Buchan Kevin, Filannino Michele, Uzuner Özlem
Department of Information Science, State University of New York at Albany, NY, USA.
Department of Computer Science, State University of New York at Albany, NY, USA.
J Biomed Inform. 2017 Aug;72:23-32. doi: 10.1016/j.jbi.2017.06.019. Epub 2017 Jun 27.
Coronary Artery Disease (CAD) is not only the most common form of heart disease, but also the leading cause of death in both men and women (Coronary Artery Disease: MedlinePlus, 2015). We present a system that is able to automatically predict whether patients develop coronary artery disease based on their narrative medical histories, i.e., clinical free text. Although the free text in medical records has been used in several studies for identifying risk factors of coronary artery disease, to the best of our knowledge our work marks the first attempt at automatically predicting development of CAD. We tackle this task on a small corpus of diabetic patients. The size of this corpus makes it important to limit the number of features in order to avoid overfitting. We propose an ontology-guided approach to feature extraction, and compare it with two classic feature selection techniques. Our system achieves state-of-the-art performance of 77.4% F1 score.

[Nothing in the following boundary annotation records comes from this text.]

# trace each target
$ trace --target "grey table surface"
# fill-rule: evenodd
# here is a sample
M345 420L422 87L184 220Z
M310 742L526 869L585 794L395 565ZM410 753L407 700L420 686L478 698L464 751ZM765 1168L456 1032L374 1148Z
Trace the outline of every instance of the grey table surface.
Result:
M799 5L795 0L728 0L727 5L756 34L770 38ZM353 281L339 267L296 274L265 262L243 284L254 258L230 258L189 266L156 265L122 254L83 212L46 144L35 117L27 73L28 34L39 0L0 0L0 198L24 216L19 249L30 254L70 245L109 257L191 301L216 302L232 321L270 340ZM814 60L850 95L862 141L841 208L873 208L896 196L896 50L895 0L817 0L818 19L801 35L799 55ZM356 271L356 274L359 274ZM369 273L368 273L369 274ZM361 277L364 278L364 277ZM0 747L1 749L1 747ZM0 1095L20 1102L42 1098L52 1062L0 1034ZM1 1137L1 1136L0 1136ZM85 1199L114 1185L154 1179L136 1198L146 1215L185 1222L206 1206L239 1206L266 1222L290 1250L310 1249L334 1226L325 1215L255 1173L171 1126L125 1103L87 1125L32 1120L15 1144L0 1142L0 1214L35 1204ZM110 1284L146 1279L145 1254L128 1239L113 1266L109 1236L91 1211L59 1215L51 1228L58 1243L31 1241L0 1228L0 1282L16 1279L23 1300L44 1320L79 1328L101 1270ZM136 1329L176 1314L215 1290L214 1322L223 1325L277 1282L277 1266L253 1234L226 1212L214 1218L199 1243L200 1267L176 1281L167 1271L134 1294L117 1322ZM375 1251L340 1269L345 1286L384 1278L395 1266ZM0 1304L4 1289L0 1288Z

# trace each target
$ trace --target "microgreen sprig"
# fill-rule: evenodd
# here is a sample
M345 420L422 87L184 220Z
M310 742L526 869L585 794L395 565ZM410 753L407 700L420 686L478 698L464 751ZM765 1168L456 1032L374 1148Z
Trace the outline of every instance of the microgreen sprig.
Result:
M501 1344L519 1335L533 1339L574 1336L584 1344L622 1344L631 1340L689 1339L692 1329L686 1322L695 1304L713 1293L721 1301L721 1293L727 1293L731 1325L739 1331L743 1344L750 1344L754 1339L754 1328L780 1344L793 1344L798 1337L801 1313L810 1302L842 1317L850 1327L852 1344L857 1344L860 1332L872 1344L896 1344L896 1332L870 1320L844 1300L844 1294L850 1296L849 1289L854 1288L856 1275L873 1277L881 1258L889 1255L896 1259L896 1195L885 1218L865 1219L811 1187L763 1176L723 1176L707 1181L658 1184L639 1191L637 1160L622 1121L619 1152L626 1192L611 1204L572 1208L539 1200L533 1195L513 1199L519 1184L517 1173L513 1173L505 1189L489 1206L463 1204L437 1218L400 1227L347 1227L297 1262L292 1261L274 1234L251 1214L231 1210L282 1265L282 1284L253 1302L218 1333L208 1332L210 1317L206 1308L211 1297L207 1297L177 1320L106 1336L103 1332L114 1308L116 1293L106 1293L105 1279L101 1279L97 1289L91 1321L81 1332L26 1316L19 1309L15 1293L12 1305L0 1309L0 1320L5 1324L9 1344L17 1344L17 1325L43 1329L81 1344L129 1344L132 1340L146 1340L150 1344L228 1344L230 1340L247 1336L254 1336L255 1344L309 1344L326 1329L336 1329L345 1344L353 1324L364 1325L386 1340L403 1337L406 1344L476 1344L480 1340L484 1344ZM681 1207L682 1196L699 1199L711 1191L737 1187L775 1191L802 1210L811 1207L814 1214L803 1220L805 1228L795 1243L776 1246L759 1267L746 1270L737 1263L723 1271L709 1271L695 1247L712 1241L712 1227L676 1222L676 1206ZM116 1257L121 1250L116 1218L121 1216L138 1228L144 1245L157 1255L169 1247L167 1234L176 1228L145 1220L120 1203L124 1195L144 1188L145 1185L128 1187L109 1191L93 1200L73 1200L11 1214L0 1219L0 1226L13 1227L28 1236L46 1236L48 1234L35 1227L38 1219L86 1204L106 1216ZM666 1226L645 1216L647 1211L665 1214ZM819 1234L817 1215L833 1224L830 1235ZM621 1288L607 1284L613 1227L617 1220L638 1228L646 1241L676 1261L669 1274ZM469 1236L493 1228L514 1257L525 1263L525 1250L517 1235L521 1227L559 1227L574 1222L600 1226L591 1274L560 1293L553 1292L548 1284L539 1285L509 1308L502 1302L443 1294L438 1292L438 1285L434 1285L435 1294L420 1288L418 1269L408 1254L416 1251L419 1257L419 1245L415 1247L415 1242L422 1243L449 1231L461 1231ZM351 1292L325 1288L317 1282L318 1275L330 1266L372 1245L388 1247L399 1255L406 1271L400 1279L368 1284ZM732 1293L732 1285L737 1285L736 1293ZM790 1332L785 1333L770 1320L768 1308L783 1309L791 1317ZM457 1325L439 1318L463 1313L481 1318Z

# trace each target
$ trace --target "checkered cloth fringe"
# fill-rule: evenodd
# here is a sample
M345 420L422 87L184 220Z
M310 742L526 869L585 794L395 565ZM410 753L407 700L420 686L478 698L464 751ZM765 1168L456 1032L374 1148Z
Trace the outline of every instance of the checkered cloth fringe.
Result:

冠状动脉疾病(CAD)不仅是最常见的心脏病形式,也是男性和女性死亡的主要原因(冠状动脉疾病:MedlinePlus,2015)。我们提出了一种系统,该系统能够根据患者的叙述性病史(即临床自由文本)自动预测患者是否会患上冠状动脉疾病。尽管病历中的自由文本已在多项研究中用于识别冠状动脉疾病的危险因素,但据我们所知,我们的工作是首次尝试自动预测CAD的发展情况。我们在一小批糖尿病患者语料库上处理这项任务。这个语料库的规模使得限制特征数量以避免过拟合变得很重要。我们提出了一种本体引导的特征提取方法,并将其与两种经典的特征选择技术进行比较。我们的系统实现了77.4%的F1分数这一领先水平的性能。